En los rubros analizados  no se encontró que exista este tipo de vínculo. Según dijo Oddone, posiblemente el tamaño del mercado haga que el productor quiera concentrarse en negociar con un único agente.

Otra alternativa podría ser la importación paralela, es decir que un supermercado importara productos desde otro supermercado del mundo. Pero esto solo funciona cuando la diferencia de precios es grande, y además presenta otras dificultades prácticas.
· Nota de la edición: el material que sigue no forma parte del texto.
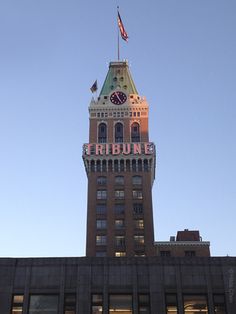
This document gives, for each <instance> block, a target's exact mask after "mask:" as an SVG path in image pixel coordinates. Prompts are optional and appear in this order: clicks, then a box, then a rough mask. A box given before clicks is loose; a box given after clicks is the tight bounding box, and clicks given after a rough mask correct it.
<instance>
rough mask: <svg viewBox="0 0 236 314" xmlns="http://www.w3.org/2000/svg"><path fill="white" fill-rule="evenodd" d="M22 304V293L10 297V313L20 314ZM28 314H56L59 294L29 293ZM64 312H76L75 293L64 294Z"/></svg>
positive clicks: (72, 313)
mask: <svg viewBox="0 0 236 314" xmlns="http://www.w3.org/2000/svg"><path fill="white" fill-rule="evenodd" d="M23 305H24V295H23V294H15V295H13V297H12V309H11V314H22V313H23ZM27 313H28V314H43V313H46V314H49V313H50V314H57V313H59V296H58V295H46V294H42V295H30V298H29V310H28V312H27ZM63 313H64V314H75V313H76V295H75V294H71V293H70V294H65V297H64V311H63Z"/></svg>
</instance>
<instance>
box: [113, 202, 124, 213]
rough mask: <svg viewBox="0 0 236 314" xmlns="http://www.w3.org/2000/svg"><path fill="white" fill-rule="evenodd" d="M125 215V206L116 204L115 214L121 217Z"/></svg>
mask: <svg viewBox="0 0 236 314" xmlns="http://www.w3.org/2000/svg"><path fill="white" fill-rule="evenodd" d="M124 213H125V205H124V204H116V205H115V214H116V215H123V214H124Z"/></svg>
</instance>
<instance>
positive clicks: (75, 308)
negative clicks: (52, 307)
mask: <svg viewBox="0 0 236 314" xmlns="http://www.w3.org/2000/svg"><path fill="white" fill-rule="evenodd" d="M75 312H76V296H75V294H71V293H67V294H66V295H65V302H64V314H75Z"/></svg>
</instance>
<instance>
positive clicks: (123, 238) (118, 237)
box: [115, 236, 125, 246]
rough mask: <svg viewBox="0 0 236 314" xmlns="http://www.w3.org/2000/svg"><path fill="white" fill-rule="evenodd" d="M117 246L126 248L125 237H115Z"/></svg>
mask: <svg viewBox="0 0 236 314" xmlns="http://www.w3.org/2000/svg"><path fill="white" fill-rule="evenodd" d="M115 243H116V246H125V237H124V236H116V237H115Z"/></svg>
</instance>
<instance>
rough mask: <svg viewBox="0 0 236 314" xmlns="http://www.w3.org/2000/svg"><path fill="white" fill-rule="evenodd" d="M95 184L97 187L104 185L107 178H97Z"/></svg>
mask: <svg viewBox="0 0 236 314" xmlns="http://www.w3.org/2000/svg"><path fill="white" fill-rule="evenodd" d="M97 184H98V185H106V184H107V178H106V177H97Z"/></svg>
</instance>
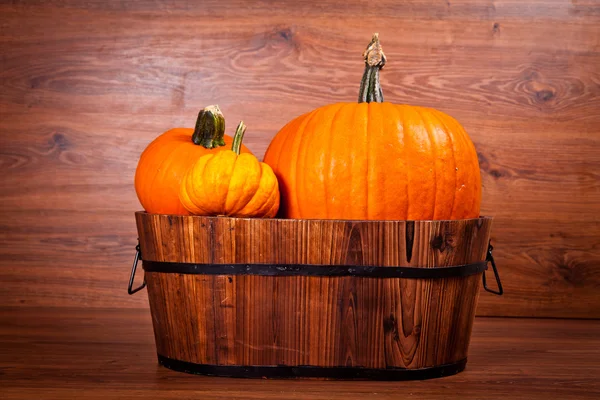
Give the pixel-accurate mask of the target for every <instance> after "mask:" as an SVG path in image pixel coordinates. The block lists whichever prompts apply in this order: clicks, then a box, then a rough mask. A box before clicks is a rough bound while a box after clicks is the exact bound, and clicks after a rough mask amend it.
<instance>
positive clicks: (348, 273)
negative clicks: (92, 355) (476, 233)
mask: <svg viewBox="0 0 600 400" xmlns="http://www.w3.org/2000/svg"><path fill="white" fill-rule="evenodd" d="M143 267H144V270H145V271H146V272H161V273H175V274H198V275H266V276H363V277H372V278H410V279H439V278H451V277H460V276H469V275H475V274H477V273H480V272H484V271H485V270H486V269H487V262H486V261H481V262H477V263H473V264H465V265H454V266H449V267H431V268H419V267H400V266H397V267H396V266H392V267H379V266H359V265H330V264H327V265H315V264H197V263H175V262H164V261H146V260H144V261H143Z"/></svg>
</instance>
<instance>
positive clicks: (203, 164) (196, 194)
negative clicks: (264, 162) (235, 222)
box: [179, 122, 279, 218]
mask: <svg viewBox="0 0 600 400" xmlns="http://www.w3.org/2000/svg"><path fill="white" fill-rule="evenodd" d="M245 132H246V126H245V125H244V123H243V122H240V124H239V125H238V127H237V130H236V132H235V136H234V137H233V145H232V149H231V150H223V151H220V152H218V153H216V154H208V155H205V156H203V157H200V158H199V159H198V161H196V163H195V164H194V165H193V166H192V167H191V168H190V169H189V170H188V172H187V173H186V174H185V176H184V177H183V181H182V183H181V190H180V192H179V198H180V200H181V203H182V204H183V206H184V207H185V208H186V209H187V210H188V211H189V212H190V213H192V214H194V215H226V216H229V217H266V218H270V217H274V216H275V215H276V214H277V210H278V209H279V185H278V183H277V178H276V177H275V174H274V173H273V170H272V169H271V167H269V166H268V165H267V164H265V163H262V162H259V161H258V160H257V159H256V157H254V156H253V155H252V154H240V148H241V145H242V139H243V137H244V133H245Z"/></svg>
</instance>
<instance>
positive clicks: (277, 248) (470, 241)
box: [136, 213, 492, 369]
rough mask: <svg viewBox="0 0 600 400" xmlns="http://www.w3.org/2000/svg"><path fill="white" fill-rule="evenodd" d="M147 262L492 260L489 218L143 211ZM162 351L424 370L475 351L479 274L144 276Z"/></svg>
mask: <svg viewBox="0 0 600 400" xmlns="http://www.w3.org/2000/svg"><path fill="white" fill-rule="evenodd" d="M136 220H137V226H138V232H139V236H140V247H141V251H142V258H143V260H144V264H145V263H146V262H148V261H160V262H171V263H177V262H182V263H200V264H217V265H218V264H277V265H283V264H312V265H353V266H382V267H386V266H412V267H419V268H430V267H447V266H457V265H465V264H471V263H476V262H481V261H484V260H485V258H486V252H487V247H488V241H489V236H490V230H491V225H492V224H491V222H492V221H491V219H485V218H481V219H473V220H461V221H434V222H424V221H415V222H389V221H369V222H365V221H334V220H285V219H243V218H214V217H184V216H166V215H156V214H147V213H136ZM145 279H146V281H147V282H148V298H149V301H150V309H151V311H152V317H153V324H154V332H155V337H156V347H157V351H158V353H159V354H160V355H162V356H166V357H169V358H172V359H176V360H181V361H187V362H192V363H196V364H210V365H254V366H258V365H263V366H281V365H284V366H285V365H288V366H298V365H305V366H320V367H338V366H347V367H365V368H379V369H381V368H383V369H385V368H394V367H395V368H410V369H417V368H424V367H432V366H437V365H445V364H452V363H456V362H459V361H461V360H464V359H465V358H467V353H468V346H469V340H470V334H471V329H472V324H473V318H474V316H475V308H476V306H477V298H478V294H479V286H480V282H481V273H478V274H475V275H470V276H465V277H454V278H442V279H403V278H374V277H357V276H265V275H226V274H222V275H206V274H178V273H163V272H148V271H146V272H145Z"/></svg>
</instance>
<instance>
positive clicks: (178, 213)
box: [135, 106, 250, 215]
mask: <svg viewBox="0 0 600 400" xmlns="http://www.w3.org/2000/svg"><path fill="white" fill-rule="evenodd" d="M224 133H225V119H224V118H223V114H222V113H221V110H219V107H218V106H208V107H206V108H205V109H203V110H202V111H200V113H199V114H198V119H197V120H196V127H195V128H194V129H189V128H175V129H171V130H169V131H167V132H165V133H163V134H162V135H160V136H159V137H157V138H156V139H154V141H153V142H152V143H150V144H149V145H148V147H146V149H145V150H144V152H143V153H142V155H141V157H140V161H139V162H138V165H137V169H136V171H135V191H136V193H137V196H138V199H139V200H140V203H142V207H144V210H146V212H149V213H153V214H179V215H189V212H188V211H187V210H186V209H185V207H183V205H182V204H181V202H180V201H179V188H180V187H181V179H182V178H183V175H184V174H185V172H186V171H187V170H188V169H189V168H190V167H191V165H192V164H193V163H194V162H195V161H196V160H198V158H200V157H202V156H203V155H206V154H211V153H215V152H217V151H219V147H221V146H231V145H232V143H233V139H232V138H231V137H229V136H226V135H224ZM241 151H242V152H244V153H250V151H249V150H248V149H247V148H246V147H242V150H241Z"/></svg>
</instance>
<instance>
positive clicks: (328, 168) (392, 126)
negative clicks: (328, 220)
mask: <svg viewBox="0 0 600 400" xmlns="http://www.w3.org/2000/svg"><path fill="white" fill-rule="evenodd" d="M364 57H365V65H366V66H365V72H364V75H363V79H362V82H361V90H360V95H359V103H358V104H357V103H338V104H332V105H327V106H324V107H321V108H318V109H316V110H314V111H312V112H309V113H307V114H304V115H302V116H300V117H298V118H296V119H294V120H292V121H291V122H290V123H288V124H287V125H286V126H284V127H283V128H282V129H281V130H280V131H279V133H277V135H276V136H275V138H274V139H273V141H272V142H271V144H270V146H269V148H268V149H267V152H266V154H265V157H264V162H266V163H267V164H269V165H270V166H271V167H272V168H273V171H274V172H275V174H276V175H277V177H278V179H279V185H280V191H281V196H282V198H281V206H280V215H281V216H283V217H288V218H307V219H311V218H326V219H368V220H429V219H438V220H440V219H463V218H476V217H478V216H479V209H480V203H481V178H480V172H479V163H478V160H477V153H476V151H475V147H474V146H473V143H472V142H471V140H470V139H469V136H468V135H467V133H466V132H465V130H464V129H463V127H462V126H461V125H460V124H459V123H458V122H457V121H456V120H455V119H454V118H452V117H450V116H449V115H447V114H444V113H443V112H441V111H438V110H435V109H432V108H425V107H416V106H410V105H396V104H392V103H387V102H383V94H382V91H381V86H380V85H379V71H380V69H381V68H382V67H383V66H384V65H385V62H386V58H385V55H384V54H383V51H382V50H381V45H380V43H379V39H378V36H377V34H375V35H374V36H373V39H372V41H371V43H370V44H369V46H368V47H367V50H366V51H365V53H364Z"/></svg>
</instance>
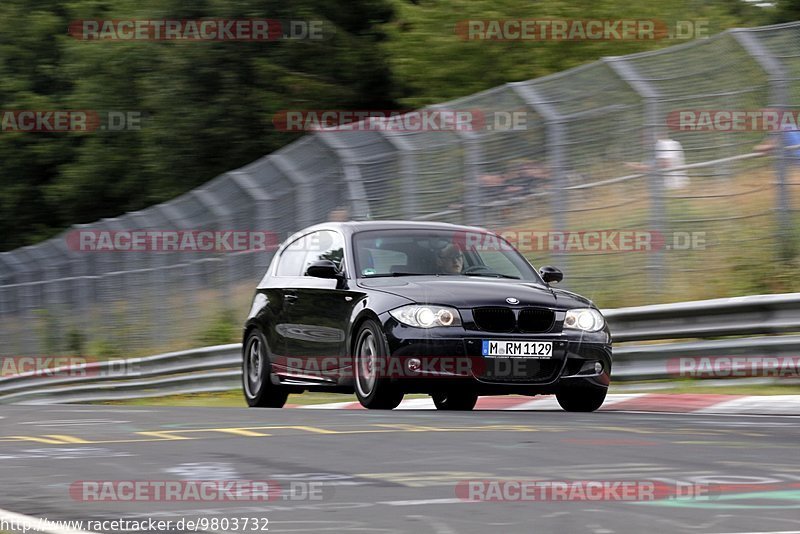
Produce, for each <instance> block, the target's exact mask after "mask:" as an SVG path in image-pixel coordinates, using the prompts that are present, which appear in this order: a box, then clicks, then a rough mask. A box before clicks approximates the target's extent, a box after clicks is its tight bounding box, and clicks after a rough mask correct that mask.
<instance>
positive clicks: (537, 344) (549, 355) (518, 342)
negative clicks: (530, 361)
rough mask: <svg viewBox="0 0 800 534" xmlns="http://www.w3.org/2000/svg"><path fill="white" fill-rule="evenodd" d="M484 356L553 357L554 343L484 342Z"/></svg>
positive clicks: (541, 358) (532, 341)
mask: <svg viewBox="0 0 800 534" xmlns="http://www.w3.org/2000/svg"><path fill="white" fill-rule="evenodd" d="M483 355H484V356H488V357H501V358H535V359H548V358H552V357H553V343H551V342H550V341H494V340H491V339H484V340H483Z"/></svg>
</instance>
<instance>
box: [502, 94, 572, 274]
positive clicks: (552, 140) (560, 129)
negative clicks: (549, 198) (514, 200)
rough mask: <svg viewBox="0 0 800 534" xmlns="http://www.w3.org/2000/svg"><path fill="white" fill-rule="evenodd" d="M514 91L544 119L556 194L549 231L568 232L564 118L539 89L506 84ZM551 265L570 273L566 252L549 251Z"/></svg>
mask: <svg viewBox="0 0 800 534" xmlns="http://www.w3.org/2000/svg"><path fill="white" fill-rule="evenodd" d="M507 85H508V87H510V88H511V90H512V91H515V92H516V93H517V95H519V97H520V98H521V99H522V100H523V102H525V104H526V105H527V106H528V107H530V108H531V109H533V110H534V111H535V112H536V113H538V114H539V115H540V116H541V117H542V118H544V120H545V127H546V131H547V133H546V137H547V163H548V167H549V168H550V177H551V180H550V193H551V194H552V195H553V203H552V207H551V214H552V221H553V228H551V229H549V230H550V231H556V232H566V231H567V224H568V221H567V213H568V212H569V196H568V192H567V190H566V189H564V188H565V187H567V186H568V184H567V158H566V154H565V153H564V147H565V145H566V142H567V134H566V128H565V120H564V117H563V116H562V115H561V114H560V113H559V112H558V111H557V110H556V108H555V106H553V105H552V104H551V103H550V102H547V100H545V99H544V98H543V97H542V96H541V95H540V94H539V93H538V92H537V91H536V88H535V87H534V86H533V85H532V84H530V83H526V82H514V83H509V84H507ZM550 252H551V254H550V257H551V260H552V262H553V263H554V264H555V265H556V266H557V267H558V268H559V269H561V270H562V271H567V270H568V263H567V254H566V253H564V251H559V250H555V251H550ZM566 274H567V276H566V277H565V280H566V281H567V283H563V287H566V286H567V284H568V280H569V273H568V272H567V273H566Z"/></svg>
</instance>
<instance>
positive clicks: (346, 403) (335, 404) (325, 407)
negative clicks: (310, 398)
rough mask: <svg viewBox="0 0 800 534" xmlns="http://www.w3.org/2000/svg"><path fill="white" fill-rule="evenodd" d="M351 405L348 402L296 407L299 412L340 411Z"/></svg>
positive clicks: (320, 404) (333, 402)
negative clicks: (308, 410)
mask: <svg viewBox="0 0 800 534" xmlns="http://www.w3.org/2000/svg"><path fill="white" fill-rule="evenodd" d="M351 404H353V401H348V402H331V403H328V404H306V405H305V406H298V408H300V409H301V410H342V409H344V408H347V407H348V406H350V405H351Z"/></svg>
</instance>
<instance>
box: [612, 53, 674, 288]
mask: <svg viewBox="0 0 800 534" xmlns="http://www.w3.org/2000/svg"><path fill="white" fill-rule="evenodd" d="M603 61H604V62H605V63H606V64H607V65H608V66H609V67H610V68H611V70H613V71H614V72H615V73H616V74H617V76H619V77H620V78H621V79H622V80H623V81H624V82H625V83H627V84H628V85H629V86H630V87H631V88H632V89H633V90H634V91H636V93H637V94H638V95H639V96H640V97H641V98H642V100H643V101H644V125H643V126H644V127H645V128H646V132H647V145H648V146H649V147H650V150H651V152H650V158H651V159H650V161H649V171H648V173H647V174H648V184H649V185H648V188H649V190H650V201H651V208H650V231H651V232H654V233H655V234H656V235H661V236H663V237H664V238H665V239H666V236H665V235H664V232H665V231H666V220H667V217H666V213H665V208H664V174H663V173H662V171H661V170H660V169H659V167H658V154H657V151H656V141H657V132H659V130H661V131H663V130H664V129H665V128H666V127H667V125H666V118H665V116H664V114H663V110H662V109H661V94H660V93H659V92H658V91H657V90H656V88H655V87H653V85H652V84H650V83H648V82H647V80H645V79H644V78H642V76H641V75H640V74H639V73H638V72H636V69H634V67H633V65H631V64H630V63H628V62H627V60H626V58H624V57H608V58H603ZM649 257H650V258H651V262H650V265H649V269H648V270H649V271H650V272H649V280H650V282H649V283H650V287H651V288H652V290H653V292H654V293H656V294H660V293H661V292H662V289H663V287H664V251H663V250H660V249H658V250H654V251H652V253H651V254H650V255H649Z"/></svg>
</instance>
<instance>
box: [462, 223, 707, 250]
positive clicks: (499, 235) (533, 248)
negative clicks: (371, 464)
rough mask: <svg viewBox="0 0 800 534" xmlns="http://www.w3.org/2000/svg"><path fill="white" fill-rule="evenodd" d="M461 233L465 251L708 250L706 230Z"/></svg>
mask: <svg viewBox="0 0 800 534" xmlns="http://www.w3.org/2000/svg"><path fill="white" fill-rule="evenodd" d="M498 235H499V236H500V238H501V239H498V237H497V236H496V235H494V234H490V233H482V232H459V233H457V234H456V235H455V237H454V242H455V244H456V245H458V246H459V247H460V248H462V249H465V250H473V249H474V250H478V251H488V252H491V251H498V250H511V248H512V247H513V248H515V249H517V250H518V251H520V252H523V253H526V252H575V253H581V252H586V253H618V252H656V251H661V250H676V251H680V250H705V249H706V247H708V246H709V244H710V243H709V236H708V235H707V233H706V232H705V231H695V232H689V231H676V232H657V231H652V230H636V229H597V230H577V231H557V230H531V229H524V228H523V229H508V230H504V231H502V232H500V233H499V234H498Z"/></svg>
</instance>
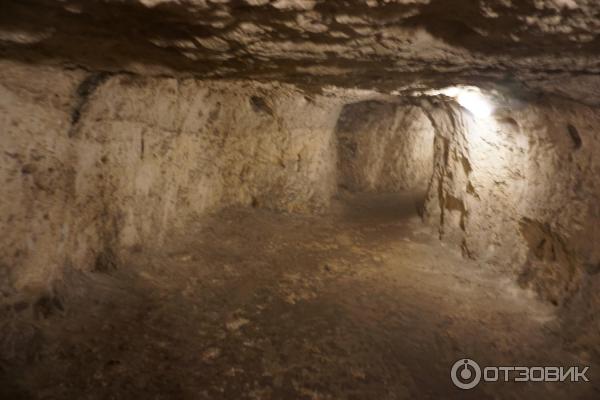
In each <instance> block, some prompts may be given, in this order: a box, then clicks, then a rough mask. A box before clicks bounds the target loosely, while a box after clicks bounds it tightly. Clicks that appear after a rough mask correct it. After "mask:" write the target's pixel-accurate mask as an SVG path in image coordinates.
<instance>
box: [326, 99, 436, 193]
mask: <svg viewBox="0 0 600 400" xmlns="http://www.w3.org/2000/svg"><path fill="white" fill-rule="evenodd" d="M336 136H337V142H338V146H339V147H338V148H339V154H338V174H339V178H338V184H339V185H341V186H342V187H344V188H346V189H349V190H351V191H355V192H372V191H376V192H401V191H403V190H408V191H418V192H425V191H426V190H427V187H428V185H429V181H430V180H431V175H432V173H433V136H434V130H433V127H432V126H431V122H430V121H429V119H428V118H427V115H425V113H424V112H423V111H422V110H421V108H419V107H415V106H410V105H398V104H393V103H382V102H376V101H368V102H359V103H352V104H349V105H347V106H345V107H344V109H343V110H342V113H341V115H340V118H339V121H338V124H337V128H336Z"/></svg>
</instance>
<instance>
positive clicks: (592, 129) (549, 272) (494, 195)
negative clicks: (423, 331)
mask: <svg viewBox="0 0 600 400" xmlns="http://www.w3.org/2000/svg"><path fill="white" fill-rule="evenodd" d="M430 116H431V119H432V121H433V123H434V126H435V129H436V133H437V136H436V140H435V142H436V146H435V148H436V150H435V173H434V177H433V180H432V185H431V187H430V190H429V193H428V196H427V198H428V200H427V202H426V211H427V216H428V218H429V220H433V221H435V223H439V225H440V236H441V237H442V238H443V239H444V240H448V241H451V242H454V243H456V244H460V245H461V246H462V248H463V252H464V254H465V255H466V256H469V257H472V258H477V259H482V260H486V261H490V262H493V263H496V264H501V265H508V266H510V267H511V268H512V269H513V270H514V271H515V273H517V274H518V276H519V279H520V281H521V282H522V283H523V284H526V285H530V286H533V287H535V288H536V289H537V290H538V292H539V293H541V294H542V295H543V296H544V297H545V298H547V299H549V300H550V301H552V302H553V303H555V304H566V303H568V302H569V300H570V299H571V298H572V296H573V295H574V294H575V293H576V292H577V291H579V290H580V289H581V288H582V285H583V286H585V287H587V286H589V285H590V282H589V281H590V280H596V279H597V275H596V274H597V272H598V270H599V268H598V265H599V261H600V248H598V243H599V241H600V226H599V225H598V218H599V217H600V208H599V207H600V205H599V203H598V198H600V184H599V182H598V179H597V177H598V174H599V173H600V163H599V161H598V158H597V156H596V154H597V153H598V151H600V132H598V126H600V125H599V124H600V112H599V110H597V109H594V108H589V107H586V106H581V105H578V104H575V103H572V102H565V101H559V100H556V99H546V100H540V101H538V102H534V103H528V104H522V103H515V102H510V103H509V104H507V105H506V107H504V108H502V109H500V110H498V112H497V115H496V116H495V117H492V118H474V117H473V116H472V115H471V114H470V113H469V112H467V111H466V110H464V109H461V108H459V107H458V106H456V105H452V104H438V105H437V106H435V107H433V108H432V109H431V112H430Z"/></svg>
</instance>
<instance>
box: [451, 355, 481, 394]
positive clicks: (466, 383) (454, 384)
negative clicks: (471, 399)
mask: <svg viewBox="0 0 600 400" xmlns="http://www.w3.org/2000/svg"><path fill="white" fill-rule="evenodd" d="M450 377H451V378H452V383H454V385H455V386H456V387H459V388H461V389H465V390H466V389H473V388H474V387H475V386H477V384H479V381H481V368H479V364H477V363H476V362H475V361H473V360H471V359H469V358H463V359H461V360H458V361H457V362H455V363H454V365H453V366H452V370H451V371H450Z"/></svg>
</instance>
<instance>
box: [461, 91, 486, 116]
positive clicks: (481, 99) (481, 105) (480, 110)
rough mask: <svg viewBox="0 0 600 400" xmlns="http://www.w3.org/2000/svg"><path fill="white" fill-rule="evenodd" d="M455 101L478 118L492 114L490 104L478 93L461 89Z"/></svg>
mask: <svg viewBox="0 0 600 400" xmlns="http://www.w3.org/2000/svg"><path fill="white" fill-rule="evenodd" d="M456 101H458V104H460V105H461V106H463V107H464V108H466V109H467V110H469V111H471V113H472V114H473V115H474V116H476V117H478V118H485V117H489V116H490V115H491V114H492V106H491V105H490V103H488V101H487V100H486V99H485V98H484V97H483V96H482V95H481V94H480V93H477V92H471V91H461V92H460V93H459V94H458V96H457V97H456Z"/></svg>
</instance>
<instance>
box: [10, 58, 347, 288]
mask: <svg viewBox="0 0 600 400" xmlns="http://www.w3.org/2000/svg"><path fill="white" fill-rule="evenodd" d="M0 71H1V72H0V91H1V96H0V109H1V115H2V117H1V120H0V126H1V130H2V153H1V154H0V157H1V158H2V169H1V171H0V182H1V184H2V186H3V193H4V195H3V196H2V197H1V198H0V209H1V210H2V212H1V213H0V227H1V230H2V231H3V232H4V234H3V238H2V242H1V253H0V254H1V257H0V263H1V264H2V268H1V269H2V274H3V275H6V276H4V278H5V279H3V286H2V290H3V291H4V292H6V293H5V294H6V295H9V294H11V293H12V291H14V290H17V291H20V292H22V291H24V290H27V288H29V287H32V288H35V289H36V290H40V288H46V289H47V288H48V286H49V285H50V284H51V282H52V281H53V280H54V279H55V278H57V277H58V276H60V272H61V271H62V269H63V267H65V266H69V265H72V266H75V267H77V268H85V269H90V268H96V269H107V268H108V269H110V268H114V267H115V264H116V263H117V258H118V253H119V251H120V250H121V249H124V248H135V247H136V246H139V245H141V244H148V243H155V244H160V243H161V242H162V240H163V238H164V236H165V234H167V232H168V231H169V230H173V229H177V228H181V227H182V223H184V222H187V221H189V220H190V219H193V218H194V217H197V216H199V215H201V214H202V213H203V212H205V211H207V210H211V209H215V208H219V207H223V206H226V205H230V204H244V205H248V206H254V207H257V206H260V207H266V208H272V209H278V210H285V211H299V212H303V211H318V210H322V209H323V208H324V207H326V206H327V205H328V203H329V200H330V197H331V195H332V193H333V191H334V190H335V186H336V185H335V179H336V177H335V164H336V162H335V160H336V148H335V146H334V128H335V124H336V121H337V116H338V114H339V111H340V109H341V104H339V103H338V102H337V101H336V100H335V99H332V98H328V99H325V98H322V97H306V96H305V95H304V94H302V93H301V92H299V91H297V90H296V89H293V88H291V87H287V86H277V85H276V86H264V85H256V84H249V83H245V84H244V83H238V84H232V83H215V82H198V81H194V80H182V81H178V80H175V79H160V78H143V77H132V76H128V75H117V76H109V75H102V74H100V75H99V74H86V73H84V72H82V71H73V72H70V73H64V71H61V70H55V69H37V68H30V67H24V66H21V65H15V64H12V63H6V62H4V63H2V69H1V70H0ZM307 116H310V117H307Z"/></svg>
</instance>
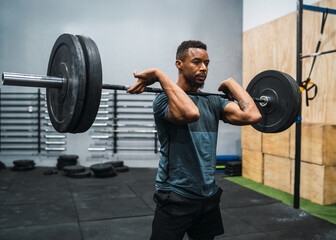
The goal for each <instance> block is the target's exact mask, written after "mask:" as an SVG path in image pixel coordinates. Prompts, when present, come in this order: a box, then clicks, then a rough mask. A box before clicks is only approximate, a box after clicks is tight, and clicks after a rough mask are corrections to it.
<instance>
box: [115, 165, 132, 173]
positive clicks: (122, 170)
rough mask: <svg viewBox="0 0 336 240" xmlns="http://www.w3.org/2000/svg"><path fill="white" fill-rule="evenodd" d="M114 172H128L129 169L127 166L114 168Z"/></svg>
mask: <svg viewBox="0 0 336 240" xmlns="http://www.w3.org/2000/svg"><path fill="white" fill-rule="evenodd" d="M115 170H116V172H128V171H129V168H128V166H122V167H116V168H115Z"/></svg>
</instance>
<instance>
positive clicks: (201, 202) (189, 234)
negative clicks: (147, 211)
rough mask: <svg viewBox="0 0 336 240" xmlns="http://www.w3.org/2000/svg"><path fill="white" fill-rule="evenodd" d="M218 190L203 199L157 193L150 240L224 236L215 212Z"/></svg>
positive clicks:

Acciones para promover mayor competencia

El economista sugirió dos recomendaciones respecto a lo que se podría hacer del lado de las políticas públicas. Una son cambios en la regulación sanitaria para habilitar las importaciones. Hoy el importador debe presentar un dosier con información técnica que posee exclusivamente el fabricante de origen.  En ese sentido, Oddone explicó que las prácticas de relacionamiento entre el productor y el distribuidor local, más la regulación que establece la legislación, en los hechos termina limitando la multiplicidad de registros. Y eso puede terminar siendo una barrera a la entrada para los importadores que no tienen vínculo con el fabricante.
También reconoció que en ese punto existe un dilema entre la política de protección de los derechos de propiedad intelectual del fabricante y el bienestar de los consumidores. Desde su punto de vista, una solución podría ser la instrumentación de algún tipo de flexibilización, donde el primer importador registre el producto y luego cualquier otro agente puede importarlo sin presentar dosier. Eso ameritaría también algún incentivo para el primer importador, como períodos de exclusividad o  exoneración de pago.
Además, consideró que la Comisión de Promoción y Defensa de la Competencia del MEF podría evaluar “con más profundidad” estos temas. Oddone recordó que en 2015 hubo una investigación del proceso de formación de precios en algunos de los mercados analizados en esta oportunidad por el estudio de CPA Ferrere, que no encontró evidencia sobre acuerdos colusorios por precios.
Sin embargo, dijo que esa vez la Comisión no analizó la existencia de prácticas o efectos de importación exclusiva. Tomando en cuenta que se trata de productos sensibles para la canasta de consumo y que en principio afectarían el nivel de precios, Oddone sugirió que la comisión podría evaluar la posibilidad de implementar medidas que “desestimularan prácticas y acuerdos que limitan la competencia”, por ejemplo, fomentando la competencia intramarca e inter-marca.

 

Los impactos en la medición del IPC

El estudio de CPA Ferrere también encontró que si los precios relevados para Argentina, Brasil o Chile se aplicaran a los productos elegidos y se ponderaran en la canasta de consumo de Uruguay -representan el 5,5% de la canasta total del Índice de Precios del Consumo (IPC)-, se producirían rebajas por una vez en el IPC de 1%. Eso tendría un efecto positivo desde el punto de vista del bienestar del consumidor.